Honey is a sweet, sticky yellowish fluid made from the nectar of flowers which then gets collected by bees. It is great for putting on a piece of bread or in your tea when you have a sore throat. But have you ever wondered how honey is made?
Bees start collecting nectar from the blossom, which is the sugary juice part of the flower, from which they eat by using their tongues and storing it in their tummy, which some people call the ‘honey stomach’. The ‘honey stomach’ is different to their ‘food stomach’ though. So when the bee gets a little hungry it doesn’t go into the honey stomach.                                                                                                                   
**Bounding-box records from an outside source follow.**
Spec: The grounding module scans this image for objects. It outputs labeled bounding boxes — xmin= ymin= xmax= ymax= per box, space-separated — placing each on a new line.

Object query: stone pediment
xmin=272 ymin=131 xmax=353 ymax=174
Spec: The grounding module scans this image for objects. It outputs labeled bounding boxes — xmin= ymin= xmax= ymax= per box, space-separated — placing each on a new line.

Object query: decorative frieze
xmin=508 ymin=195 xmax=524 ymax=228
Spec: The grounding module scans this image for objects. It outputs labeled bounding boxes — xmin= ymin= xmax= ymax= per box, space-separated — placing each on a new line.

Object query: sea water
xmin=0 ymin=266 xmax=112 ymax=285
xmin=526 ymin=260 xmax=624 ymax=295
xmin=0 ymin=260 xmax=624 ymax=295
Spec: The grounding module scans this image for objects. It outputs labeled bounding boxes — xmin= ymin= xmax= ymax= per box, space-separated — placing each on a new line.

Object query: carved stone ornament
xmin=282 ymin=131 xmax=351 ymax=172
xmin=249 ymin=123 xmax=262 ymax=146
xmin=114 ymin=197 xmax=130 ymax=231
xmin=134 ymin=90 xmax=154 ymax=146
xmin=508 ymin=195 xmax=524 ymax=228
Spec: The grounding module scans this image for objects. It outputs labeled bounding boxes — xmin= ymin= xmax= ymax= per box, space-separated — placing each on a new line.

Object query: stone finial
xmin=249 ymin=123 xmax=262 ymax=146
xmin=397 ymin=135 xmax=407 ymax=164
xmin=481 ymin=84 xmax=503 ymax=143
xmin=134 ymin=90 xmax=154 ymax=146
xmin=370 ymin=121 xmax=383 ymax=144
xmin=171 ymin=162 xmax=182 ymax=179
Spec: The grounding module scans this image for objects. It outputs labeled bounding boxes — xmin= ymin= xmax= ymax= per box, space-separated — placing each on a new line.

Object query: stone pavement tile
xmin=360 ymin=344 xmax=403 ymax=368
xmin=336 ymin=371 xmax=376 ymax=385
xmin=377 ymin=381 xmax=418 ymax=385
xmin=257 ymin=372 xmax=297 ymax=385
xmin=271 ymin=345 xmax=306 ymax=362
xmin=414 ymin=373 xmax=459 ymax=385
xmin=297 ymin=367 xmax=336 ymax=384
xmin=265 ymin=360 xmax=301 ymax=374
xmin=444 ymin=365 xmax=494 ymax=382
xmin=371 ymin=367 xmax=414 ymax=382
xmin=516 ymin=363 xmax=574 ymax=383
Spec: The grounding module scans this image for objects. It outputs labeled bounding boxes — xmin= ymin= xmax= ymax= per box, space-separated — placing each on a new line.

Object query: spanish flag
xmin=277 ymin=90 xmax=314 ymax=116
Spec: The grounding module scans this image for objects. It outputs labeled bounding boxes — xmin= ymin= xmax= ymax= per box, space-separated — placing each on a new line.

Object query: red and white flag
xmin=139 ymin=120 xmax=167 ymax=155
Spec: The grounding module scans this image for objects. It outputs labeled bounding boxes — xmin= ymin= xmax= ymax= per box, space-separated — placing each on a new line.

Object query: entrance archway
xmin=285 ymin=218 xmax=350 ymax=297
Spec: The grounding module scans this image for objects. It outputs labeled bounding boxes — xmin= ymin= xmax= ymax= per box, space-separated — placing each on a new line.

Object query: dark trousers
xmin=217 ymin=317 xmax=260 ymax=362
When the bee is fully loaded, it flies back to the hive it works at. From there they pass it on to the next worker bee by using their mouths, then the other worker bee chews it for a while and so it goes along to the next bee and the next until it is honey. The bee then stores it in honeycomb cells, which can be described as tiny jars of wax.
After all that, the honey would still be wet, so the bee would fan it out with their wings until it is sticky and just right. From there they seal it with a wax lid, so it can stay clean.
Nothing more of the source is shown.